The MOP One Step Morphine Test Strip (Urine) is an immunoassay based on the principle of competitive binding. Drugs, which may be present in the urine specimen, compete against the drug conjugate for binding sites on the antibody.
During testing, a urine specimen migrates upward by capillary action. Morphine, if present in the urine specimen below 300 ng/mL, will not saturate the binding sites of the antibody coated particles in the test strip. The antibody coated particles will then be captured by immobilized Morphine conjugate and a visible colored line will show up in the test line region.
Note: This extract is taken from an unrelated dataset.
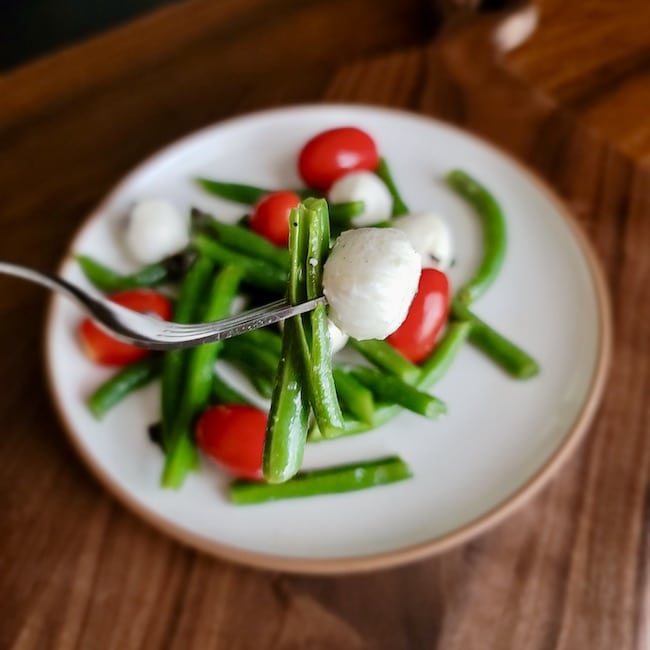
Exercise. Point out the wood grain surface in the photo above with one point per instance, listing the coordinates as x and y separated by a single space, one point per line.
568 571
The colored line will not form in the test line region if the Morphine level is at or above 300 ng/mL because it will saturate all the binding sites of anti-Morphine antibodies.
A drug-positive urine specimen will not generate a colored line in the test line region because of drug competition, while a drug-negative urine specimen or a specimen containing a drug concentration less than the cut-off will generate a line in the test line region. To serve as a procedural control, a colored line will always appear at the control line region indicating that the proper volume of specimen has been added and membrane wicking has occurred.